A.A. Dowd wrote our review, but let me offer some thoughts of my own on Lynne Ramsay’s new movie, You Were Never Really Here, which continues the Scottish writer-director’s dual exploration of disturbing, alienated behavior (an area of interest since her debut, Ratcatcher) and Nicolas Roeg-esque narrative and visual fragmentation. The simple plot, which is taken from a novella by Jonathan Ames, has the trajectory of an object already in motion: A New York politician’s daughter has disappeared; a professional thug named Joe (Joaquin Phoenix) with serious psychological issues is hired to get her back; the wrong people get crossed. But Ramsay’s fracturing style makes the movie’s most literal and obvious qualities, like the relationship between Joe and the girl or the ironically on-the-nose pop songs on the soundtrack (another Ramsay specialty), seem like enigmas. I’m still mulling it over.

A lot of it probably has to do with Ramsay’s use of sound—not the Jonny Greenwood score (which is typically excellent), but the soundscape of crowd, car, and subway noises.

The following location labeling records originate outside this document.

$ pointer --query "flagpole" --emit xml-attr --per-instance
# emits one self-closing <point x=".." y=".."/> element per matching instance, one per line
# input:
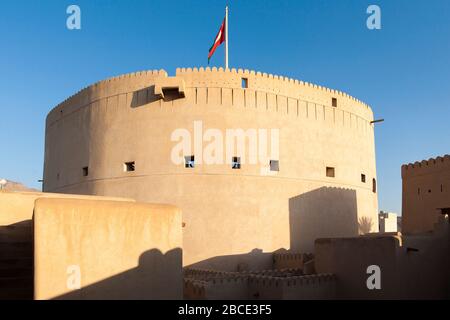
<point x="226" y="37"/>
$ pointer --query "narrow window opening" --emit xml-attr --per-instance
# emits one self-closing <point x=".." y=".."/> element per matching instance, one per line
<point x="334" y="102"/>
<point x="129" y="166"/>
<point x="274" y="165"/>
<point x="244" y="83"/>
<point x="189" y="161"/>
<point x="236" y="163"/>
<point x="330" y="172"/>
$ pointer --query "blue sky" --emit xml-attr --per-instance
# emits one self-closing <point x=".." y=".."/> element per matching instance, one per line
<point x="402" y="70"/>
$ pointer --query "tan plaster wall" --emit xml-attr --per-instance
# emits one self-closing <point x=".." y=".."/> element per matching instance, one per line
<point x="426" y="187"/>
<point x="123" y="250"/>
<point x="18" y="206"/>
<point x="226" y="212"/>
<point x="388" y="222"/>
<point x="412" y="267"/>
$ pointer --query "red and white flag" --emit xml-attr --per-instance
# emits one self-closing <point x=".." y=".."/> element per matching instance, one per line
<point x="220" y="38"/>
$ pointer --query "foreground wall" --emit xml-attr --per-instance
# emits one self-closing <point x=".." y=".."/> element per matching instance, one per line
<point x="426" y="188"/>
<point x="411" y="267"/>
<point x="111" y="250"/>
<point x="91" y="135"/>
<point x="17" y="207"/>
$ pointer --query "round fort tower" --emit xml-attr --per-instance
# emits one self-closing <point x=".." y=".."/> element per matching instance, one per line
<point x="119" y="137"/>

That, and the question of where fantasy ends and the film’s heightened reality
begins. (Obviously, Taxi
Driver
is a major point of reference.) I have my own theories. But because
I don’t want to spoil a movie that’s only opening in limited release, I’ll just
say that, in my opinion, figuring out what is and isn’t real is the key to Joe’s
character and, by extension, the film.

What interests me, too, is You Were Never Really Here’s violence, which is both sadistic and oblique. Ramsay always depicts it in a desensitized way that sidesteps visceral impact (a lot of it happens off-screen), but is still disturbing, sometimes darkly comic. The most obvious (and at this point, most discussed) example is a rampage through a secret multi-story sex club that we see from the randomly cycling points-of-view of black-and-white security cameras. But there are many others. Ramsay’s direction is intentionally cracked, scenes put together from jagged pieces or in come cases just one long close-up. It makes me think about staging in general, which has been on my mind since I re-watched Steven Spielberg’s War Of The Worlds (long overdue). Spielberg’s sense of classic spectacle is second to none. Like the other great movies of his 2000s “dark period,” War Of The World subverts it. The imagery are macabre and surrealistic: The bodies floating down the river, the empty crashed jetliner, the crowd of onlookers vaporized into puffs of ash by the alien war machine.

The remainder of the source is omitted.